Marín kehrt zurück: ein abschied mit stolz und tränen
Huelva bebte, als Carolina Marín, die unbestrittene Königin des spanischen Badmintons, erstmals seit ihrer Ankündigung des Rücktritts in ihrer Heimat auftauchte. Nicht in einem glitzernden Stadion, sondern im bescheidenen Pavillon, in dem ihre außergewöhnliche Karriere vor über 24 Jahren begann, empfing sie eine neue Generation von Sportlern.
Ein vermächtnis für die jugend
Vor fast hundert aufgeregten Schülern zwischen zehn und elf Jahren veranstaltete Marín eine Klinik, ein Moment, der sowohl für sie als auch für die jungen Talente unvergesslich war. „In diesem Pavillon habe ich mit acht Jahren angefangen“, gestand sie bei ihrer Ankunft, „und es erfüllt mich mit großer Freude, zu meinen Anfängen, zu meiner Kindheit zurückzukehren. Die Nostalgie ist überwältigend.“ Die Bürgermeisterin von Huelva, Pilar Miranda, würdigte Marín als „unsern Stolz“, eine Athletin, die „mit unermüdlichem Einsatz und außergewöhnlichen Werten“ Geschichte geschrieben hat.
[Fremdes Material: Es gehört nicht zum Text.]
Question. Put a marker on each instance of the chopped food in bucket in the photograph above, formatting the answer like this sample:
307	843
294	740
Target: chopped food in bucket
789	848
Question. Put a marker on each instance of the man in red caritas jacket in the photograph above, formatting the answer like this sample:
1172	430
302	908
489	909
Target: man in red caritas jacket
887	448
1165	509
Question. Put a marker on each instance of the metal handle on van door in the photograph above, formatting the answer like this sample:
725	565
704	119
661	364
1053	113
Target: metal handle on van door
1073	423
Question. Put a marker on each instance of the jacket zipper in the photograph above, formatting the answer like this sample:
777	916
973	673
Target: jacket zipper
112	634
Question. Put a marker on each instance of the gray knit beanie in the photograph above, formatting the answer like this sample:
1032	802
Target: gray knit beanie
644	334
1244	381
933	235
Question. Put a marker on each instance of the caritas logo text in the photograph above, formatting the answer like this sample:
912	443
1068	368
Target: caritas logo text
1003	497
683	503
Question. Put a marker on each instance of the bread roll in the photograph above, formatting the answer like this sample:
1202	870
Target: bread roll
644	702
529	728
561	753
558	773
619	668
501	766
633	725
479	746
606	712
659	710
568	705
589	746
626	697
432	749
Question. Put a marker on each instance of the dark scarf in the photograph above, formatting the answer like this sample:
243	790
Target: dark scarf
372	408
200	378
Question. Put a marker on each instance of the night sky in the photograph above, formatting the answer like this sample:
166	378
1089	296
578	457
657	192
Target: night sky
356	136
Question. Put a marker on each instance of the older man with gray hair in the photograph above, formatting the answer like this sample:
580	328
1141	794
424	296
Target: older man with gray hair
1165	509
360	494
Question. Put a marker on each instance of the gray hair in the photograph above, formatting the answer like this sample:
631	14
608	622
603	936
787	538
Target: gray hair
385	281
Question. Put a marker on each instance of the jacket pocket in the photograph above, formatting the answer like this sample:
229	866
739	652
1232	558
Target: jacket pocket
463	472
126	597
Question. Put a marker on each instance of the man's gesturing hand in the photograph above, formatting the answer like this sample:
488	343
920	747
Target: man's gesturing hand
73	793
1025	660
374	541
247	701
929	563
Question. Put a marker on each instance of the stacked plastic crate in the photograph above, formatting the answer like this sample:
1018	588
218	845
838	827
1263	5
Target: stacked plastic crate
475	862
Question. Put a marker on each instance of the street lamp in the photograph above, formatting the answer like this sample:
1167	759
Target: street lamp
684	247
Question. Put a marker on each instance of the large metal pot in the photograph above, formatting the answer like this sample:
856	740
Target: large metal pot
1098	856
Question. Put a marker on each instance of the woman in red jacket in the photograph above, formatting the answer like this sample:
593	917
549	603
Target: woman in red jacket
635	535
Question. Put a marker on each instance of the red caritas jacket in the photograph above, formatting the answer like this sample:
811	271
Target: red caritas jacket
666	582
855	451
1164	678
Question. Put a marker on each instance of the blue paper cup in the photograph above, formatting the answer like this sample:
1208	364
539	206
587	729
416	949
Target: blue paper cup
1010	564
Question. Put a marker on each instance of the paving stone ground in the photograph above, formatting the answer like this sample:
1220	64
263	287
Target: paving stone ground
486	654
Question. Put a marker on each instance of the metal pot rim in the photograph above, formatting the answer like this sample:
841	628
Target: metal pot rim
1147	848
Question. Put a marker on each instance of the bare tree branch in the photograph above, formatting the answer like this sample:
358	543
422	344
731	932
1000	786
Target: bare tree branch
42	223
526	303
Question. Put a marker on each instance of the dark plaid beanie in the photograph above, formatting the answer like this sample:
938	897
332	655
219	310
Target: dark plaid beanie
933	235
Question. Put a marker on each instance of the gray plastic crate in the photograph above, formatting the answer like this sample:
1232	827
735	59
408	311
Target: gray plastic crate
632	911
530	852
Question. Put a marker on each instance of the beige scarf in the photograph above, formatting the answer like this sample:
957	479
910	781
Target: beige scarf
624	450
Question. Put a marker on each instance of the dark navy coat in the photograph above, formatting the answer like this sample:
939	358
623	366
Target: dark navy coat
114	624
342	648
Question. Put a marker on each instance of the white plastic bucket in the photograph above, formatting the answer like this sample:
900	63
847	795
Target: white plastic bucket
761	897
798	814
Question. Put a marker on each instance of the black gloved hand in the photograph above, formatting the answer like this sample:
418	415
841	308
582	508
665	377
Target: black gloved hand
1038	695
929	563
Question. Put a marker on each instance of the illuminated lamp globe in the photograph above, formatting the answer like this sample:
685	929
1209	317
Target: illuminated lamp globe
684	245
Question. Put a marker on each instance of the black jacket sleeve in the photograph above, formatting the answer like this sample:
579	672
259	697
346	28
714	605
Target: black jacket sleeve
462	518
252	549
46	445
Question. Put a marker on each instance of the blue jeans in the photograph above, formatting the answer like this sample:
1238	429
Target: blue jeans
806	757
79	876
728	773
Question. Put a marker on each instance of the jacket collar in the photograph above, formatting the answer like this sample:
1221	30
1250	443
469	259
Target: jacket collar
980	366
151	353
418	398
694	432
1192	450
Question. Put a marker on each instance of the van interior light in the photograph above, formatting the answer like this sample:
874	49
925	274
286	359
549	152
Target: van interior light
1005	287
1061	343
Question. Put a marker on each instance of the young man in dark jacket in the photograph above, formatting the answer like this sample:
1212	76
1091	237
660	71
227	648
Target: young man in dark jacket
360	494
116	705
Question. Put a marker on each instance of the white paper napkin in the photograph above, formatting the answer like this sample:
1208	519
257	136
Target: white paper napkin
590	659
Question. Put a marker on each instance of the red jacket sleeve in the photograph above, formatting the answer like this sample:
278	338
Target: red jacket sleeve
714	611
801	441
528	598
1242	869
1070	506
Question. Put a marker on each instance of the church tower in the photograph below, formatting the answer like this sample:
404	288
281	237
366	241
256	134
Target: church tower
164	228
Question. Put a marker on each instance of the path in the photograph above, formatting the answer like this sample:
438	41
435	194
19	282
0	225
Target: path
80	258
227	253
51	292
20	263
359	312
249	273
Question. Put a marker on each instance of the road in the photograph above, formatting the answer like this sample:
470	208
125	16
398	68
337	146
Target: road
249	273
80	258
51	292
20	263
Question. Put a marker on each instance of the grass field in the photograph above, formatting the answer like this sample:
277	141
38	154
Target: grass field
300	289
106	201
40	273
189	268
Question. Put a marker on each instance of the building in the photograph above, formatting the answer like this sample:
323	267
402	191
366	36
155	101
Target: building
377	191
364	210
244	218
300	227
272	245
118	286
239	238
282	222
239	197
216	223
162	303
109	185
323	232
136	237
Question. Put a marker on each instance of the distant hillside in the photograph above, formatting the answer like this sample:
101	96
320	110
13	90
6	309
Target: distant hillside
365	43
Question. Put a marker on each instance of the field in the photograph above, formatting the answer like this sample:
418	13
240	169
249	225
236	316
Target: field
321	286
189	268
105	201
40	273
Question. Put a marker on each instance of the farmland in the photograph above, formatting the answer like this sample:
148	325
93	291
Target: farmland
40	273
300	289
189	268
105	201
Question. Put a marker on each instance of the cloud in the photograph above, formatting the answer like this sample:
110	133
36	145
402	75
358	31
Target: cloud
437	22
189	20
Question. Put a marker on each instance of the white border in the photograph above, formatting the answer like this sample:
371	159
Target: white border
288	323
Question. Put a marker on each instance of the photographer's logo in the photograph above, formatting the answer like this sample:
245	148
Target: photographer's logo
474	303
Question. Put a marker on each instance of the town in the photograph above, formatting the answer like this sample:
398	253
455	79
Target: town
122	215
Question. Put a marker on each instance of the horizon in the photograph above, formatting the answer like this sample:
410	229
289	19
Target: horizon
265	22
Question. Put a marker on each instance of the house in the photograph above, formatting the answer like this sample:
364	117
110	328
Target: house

Die last der verletzungen und die priorität der gesundheit
Marín äußerte ihren ursprünglichen Wunsch, sich auf den Courts zu verabschieden, eine schmerzhafte Erinnerung an die Halbfinalniederlage bei den Olympischen Spielen in Paris. Ein erneuter Eingriff in den Meniskus, nur anderthalb Monate zuvor, machte diesen Traum zunichte. „Die Entscheidung zum Rücktritt war die schwierigste meines Lebens“, erklärte sie. „Als Sportler weiß man, dass man ein Ablaufdatum hat. Es war eine wohlüberlegte Entscheidung. Ich habe Risiken eingegangen, meine Kniegesundheit gefährdet, als ich im April letzten Jahres wieder eine Rakete in die Hand nahm.“ Die Priorität lag klar auf ihrer Gesundheit, auf dem, was ihr für den Rest ihres Lebens bleiben würde.
„Die Medaillen sind wunderschön, aber die Stunden im Pavillon, die man sich vorbereitet, vermisse ich auch“, gestand sie ehrlich.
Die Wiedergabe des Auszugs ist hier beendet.